## Lab - Decision Trees

This is a multi part lab. In the first part, you will train a simple decision tree on a dataset. Next you will plot the decision boundary of the classifier and third you will output a decision tree diagram. 

You will use the Heart dataset to predict whether the patient has AHD or not.
The dataset contains information about various patient with heart conditions including their age, sex and other medical parameters.
Your task is to fit a DecisionTree model , and predict the value for AHD (yes or no) for the given data sample.
You will pick only two parameters - Max heart rate and age to predict AHD. 
Data is availabe in : https://raw.githubusercontent.com/colaberry/DSin100days/master/data/Heart.csv

"Some of the data in this lab are taken from "An Introduction to Statistical Learning, with applications in R"  (Springer, 2013) from the authors: G. James, D. Witten,  T. Hastie and R. Tibshirani " 

In [None]:
# Importing pandas
import pandas as pd
import numpy as np 
heart = pd.read_csv('https://raw.githubusercontent.com/colaberry/DSin100days/master/data/Heart.csv', na_values='?').dropna()
heart.info()
heart.head()


## Part 1: training the Classifier
Start by training the decision tree classifier.
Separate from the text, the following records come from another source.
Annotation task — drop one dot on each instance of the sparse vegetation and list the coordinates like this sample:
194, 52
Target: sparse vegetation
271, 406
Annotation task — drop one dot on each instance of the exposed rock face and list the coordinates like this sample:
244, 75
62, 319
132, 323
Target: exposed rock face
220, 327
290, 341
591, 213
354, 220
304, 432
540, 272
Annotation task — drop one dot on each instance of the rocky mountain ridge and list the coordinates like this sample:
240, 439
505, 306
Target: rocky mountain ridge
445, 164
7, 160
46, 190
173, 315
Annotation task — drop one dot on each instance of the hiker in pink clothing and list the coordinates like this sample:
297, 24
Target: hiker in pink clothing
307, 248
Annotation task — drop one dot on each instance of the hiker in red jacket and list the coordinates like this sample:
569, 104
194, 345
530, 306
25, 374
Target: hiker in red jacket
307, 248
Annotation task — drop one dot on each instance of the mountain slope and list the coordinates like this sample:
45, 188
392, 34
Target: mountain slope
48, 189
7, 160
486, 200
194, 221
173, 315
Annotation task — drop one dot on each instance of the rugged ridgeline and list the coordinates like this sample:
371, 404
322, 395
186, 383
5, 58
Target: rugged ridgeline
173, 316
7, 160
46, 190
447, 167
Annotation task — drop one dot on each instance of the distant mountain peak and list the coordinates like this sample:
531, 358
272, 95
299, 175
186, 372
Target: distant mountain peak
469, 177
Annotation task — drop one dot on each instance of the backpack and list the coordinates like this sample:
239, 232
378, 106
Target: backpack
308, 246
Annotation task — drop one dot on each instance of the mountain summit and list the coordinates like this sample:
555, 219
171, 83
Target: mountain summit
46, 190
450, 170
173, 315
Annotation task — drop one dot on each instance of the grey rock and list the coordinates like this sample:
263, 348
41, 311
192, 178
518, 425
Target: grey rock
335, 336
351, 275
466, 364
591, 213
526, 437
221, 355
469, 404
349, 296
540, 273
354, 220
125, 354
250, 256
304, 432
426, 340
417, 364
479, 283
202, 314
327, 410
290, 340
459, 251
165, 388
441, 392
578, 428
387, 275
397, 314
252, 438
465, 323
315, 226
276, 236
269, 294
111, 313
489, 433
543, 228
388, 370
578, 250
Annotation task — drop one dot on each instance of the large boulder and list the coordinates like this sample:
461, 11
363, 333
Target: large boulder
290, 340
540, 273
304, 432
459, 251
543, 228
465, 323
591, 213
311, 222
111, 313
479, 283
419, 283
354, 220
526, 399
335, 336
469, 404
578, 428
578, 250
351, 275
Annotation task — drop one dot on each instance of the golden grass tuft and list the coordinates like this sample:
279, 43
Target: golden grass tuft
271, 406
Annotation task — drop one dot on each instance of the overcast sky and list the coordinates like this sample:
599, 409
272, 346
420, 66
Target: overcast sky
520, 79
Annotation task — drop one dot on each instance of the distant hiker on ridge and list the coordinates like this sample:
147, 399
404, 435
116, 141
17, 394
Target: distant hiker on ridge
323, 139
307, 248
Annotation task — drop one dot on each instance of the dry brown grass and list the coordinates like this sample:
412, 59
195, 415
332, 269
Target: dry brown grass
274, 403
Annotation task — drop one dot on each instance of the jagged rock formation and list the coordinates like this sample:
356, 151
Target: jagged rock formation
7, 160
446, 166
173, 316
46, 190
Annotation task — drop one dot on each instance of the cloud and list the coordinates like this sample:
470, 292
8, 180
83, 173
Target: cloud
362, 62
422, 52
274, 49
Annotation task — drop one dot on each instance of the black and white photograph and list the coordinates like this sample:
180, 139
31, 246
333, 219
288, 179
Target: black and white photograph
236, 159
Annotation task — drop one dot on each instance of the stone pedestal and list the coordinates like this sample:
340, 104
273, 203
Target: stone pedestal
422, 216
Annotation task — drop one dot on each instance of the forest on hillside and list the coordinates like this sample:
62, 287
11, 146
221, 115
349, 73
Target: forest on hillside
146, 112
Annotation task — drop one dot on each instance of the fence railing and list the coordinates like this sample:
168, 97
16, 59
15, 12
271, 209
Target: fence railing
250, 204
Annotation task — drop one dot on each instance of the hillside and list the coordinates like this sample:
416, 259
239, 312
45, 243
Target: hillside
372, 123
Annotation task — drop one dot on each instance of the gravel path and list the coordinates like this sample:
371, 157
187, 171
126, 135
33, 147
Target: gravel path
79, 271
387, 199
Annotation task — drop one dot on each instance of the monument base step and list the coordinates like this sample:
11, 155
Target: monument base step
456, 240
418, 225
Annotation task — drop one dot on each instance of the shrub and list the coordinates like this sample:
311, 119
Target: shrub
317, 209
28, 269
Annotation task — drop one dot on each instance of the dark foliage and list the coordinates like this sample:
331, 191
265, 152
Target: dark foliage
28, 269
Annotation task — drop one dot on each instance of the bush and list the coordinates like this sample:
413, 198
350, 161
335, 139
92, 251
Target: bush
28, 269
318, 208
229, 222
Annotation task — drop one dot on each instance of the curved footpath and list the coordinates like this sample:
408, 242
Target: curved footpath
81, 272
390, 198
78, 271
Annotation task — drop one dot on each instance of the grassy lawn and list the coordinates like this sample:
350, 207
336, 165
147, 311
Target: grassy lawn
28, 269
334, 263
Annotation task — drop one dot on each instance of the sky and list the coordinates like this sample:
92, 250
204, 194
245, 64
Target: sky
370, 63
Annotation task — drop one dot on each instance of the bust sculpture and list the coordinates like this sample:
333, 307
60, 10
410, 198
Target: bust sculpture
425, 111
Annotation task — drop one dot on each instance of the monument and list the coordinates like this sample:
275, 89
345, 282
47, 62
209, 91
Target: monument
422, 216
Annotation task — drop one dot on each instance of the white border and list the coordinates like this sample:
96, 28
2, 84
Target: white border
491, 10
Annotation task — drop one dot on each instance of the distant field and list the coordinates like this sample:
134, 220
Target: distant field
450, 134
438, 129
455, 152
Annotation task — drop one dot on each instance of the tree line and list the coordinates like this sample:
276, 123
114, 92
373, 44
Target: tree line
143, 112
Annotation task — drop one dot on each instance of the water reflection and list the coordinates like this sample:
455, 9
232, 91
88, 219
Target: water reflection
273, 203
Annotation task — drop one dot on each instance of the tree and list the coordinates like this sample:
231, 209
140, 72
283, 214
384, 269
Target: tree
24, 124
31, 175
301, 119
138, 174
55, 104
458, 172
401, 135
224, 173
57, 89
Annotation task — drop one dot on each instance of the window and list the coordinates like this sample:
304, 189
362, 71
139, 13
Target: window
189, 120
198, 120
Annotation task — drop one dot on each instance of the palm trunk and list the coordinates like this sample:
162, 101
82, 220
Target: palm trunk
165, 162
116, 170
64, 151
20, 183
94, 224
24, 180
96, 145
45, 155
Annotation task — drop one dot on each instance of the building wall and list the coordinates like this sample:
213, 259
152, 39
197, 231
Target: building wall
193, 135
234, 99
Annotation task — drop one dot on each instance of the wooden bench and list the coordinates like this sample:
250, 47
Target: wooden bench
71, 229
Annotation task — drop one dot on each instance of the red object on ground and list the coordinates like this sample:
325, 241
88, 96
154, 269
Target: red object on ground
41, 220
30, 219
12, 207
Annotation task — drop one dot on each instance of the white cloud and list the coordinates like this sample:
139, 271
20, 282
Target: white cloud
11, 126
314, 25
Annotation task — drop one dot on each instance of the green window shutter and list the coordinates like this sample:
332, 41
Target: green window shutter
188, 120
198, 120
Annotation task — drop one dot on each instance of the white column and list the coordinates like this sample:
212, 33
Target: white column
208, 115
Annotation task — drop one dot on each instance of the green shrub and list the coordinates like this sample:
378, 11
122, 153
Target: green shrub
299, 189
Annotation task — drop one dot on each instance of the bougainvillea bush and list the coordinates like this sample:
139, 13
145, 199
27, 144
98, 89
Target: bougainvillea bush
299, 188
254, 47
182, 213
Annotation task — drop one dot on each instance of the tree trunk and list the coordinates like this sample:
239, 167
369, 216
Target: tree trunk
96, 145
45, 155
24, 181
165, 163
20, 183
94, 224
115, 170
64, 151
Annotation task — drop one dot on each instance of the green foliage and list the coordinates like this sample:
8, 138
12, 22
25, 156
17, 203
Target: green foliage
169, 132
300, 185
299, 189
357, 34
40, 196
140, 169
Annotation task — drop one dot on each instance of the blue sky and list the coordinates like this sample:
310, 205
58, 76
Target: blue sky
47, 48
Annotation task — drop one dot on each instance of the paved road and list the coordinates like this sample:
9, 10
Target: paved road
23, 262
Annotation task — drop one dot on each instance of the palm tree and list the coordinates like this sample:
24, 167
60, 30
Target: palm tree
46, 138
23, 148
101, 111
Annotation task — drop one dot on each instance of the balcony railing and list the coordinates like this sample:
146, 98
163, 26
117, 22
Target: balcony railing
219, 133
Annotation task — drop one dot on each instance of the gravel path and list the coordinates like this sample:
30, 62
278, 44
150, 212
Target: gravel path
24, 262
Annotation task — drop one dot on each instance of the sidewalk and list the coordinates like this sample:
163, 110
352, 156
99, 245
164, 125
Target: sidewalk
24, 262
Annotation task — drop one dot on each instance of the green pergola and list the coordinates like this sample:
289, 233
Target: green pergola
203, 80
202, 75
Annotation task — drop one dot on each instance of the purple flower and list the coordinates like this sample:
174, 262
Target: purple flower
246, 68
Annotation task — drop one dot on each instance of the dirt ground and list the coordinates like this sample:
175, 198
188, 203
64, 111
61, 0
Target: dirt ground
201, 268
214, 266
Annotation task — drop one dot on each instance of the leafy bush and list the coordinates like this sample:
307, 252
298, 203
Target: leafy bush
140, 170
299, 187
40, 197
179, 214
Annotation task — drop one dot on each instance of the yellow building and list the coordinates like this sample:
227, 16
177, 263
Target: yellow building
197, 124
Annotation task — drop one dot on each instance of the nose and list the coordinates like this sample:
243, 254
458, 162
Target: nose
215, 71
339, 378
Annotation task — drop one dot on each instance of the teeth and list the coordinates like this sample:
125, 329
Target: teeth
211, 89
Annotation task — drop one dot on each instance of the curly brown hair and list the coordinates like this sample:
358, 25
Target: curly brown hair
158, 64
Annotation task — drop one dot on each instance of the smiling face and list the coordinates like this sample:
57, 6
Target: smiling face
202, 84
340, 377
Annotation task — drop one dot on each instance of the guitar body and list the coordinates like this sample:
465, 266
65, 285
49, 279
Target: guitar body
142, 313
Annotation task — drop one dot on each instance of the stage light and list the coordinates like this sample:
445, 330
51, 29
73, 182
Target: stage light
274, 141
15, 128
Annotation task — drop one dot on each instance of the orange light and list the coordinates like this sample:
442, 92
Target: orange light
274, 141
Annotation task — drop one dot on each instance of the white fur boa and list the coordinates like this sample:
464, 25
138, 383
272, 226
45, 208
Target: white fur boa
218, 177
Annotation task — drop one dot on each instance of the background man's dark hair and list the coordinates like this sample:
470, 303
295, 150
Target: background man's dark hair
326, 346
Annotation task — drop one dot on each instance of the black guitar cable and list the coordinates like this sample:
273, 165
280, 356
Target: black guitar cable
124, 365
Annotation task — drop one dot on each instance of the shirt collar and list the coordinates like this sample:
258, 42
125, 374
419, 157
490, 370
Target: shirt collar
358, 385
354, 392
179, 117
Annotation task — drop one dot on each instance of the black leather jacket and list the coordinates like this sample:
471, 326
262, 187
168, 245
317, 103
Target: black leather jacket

This is similar to what we did in the main section. 

In [None]:
# get dataset  
data_set = heart[["Age","MaxHR","AHD"]]

In [None]:
import matplotlib.pyplot as plt
from matplotlib.colors import ListedColormap 
from sklearn.preprocessing import LabelEncoder


labels = # use Label encoder to fit transform the AHD column data
colors = ['yellow','black']
cmap= ListedColormap(colors)
plt.figure(figsize=(10,10))
plt.xlabel('Age', fontsize=15)
plt.ylabel('MaxHR', fontsize=15)
# plot age vs maxhr 
plt.scatter(data_set['####'].values, data_set['####'].values, c=labels, cmap=cmap )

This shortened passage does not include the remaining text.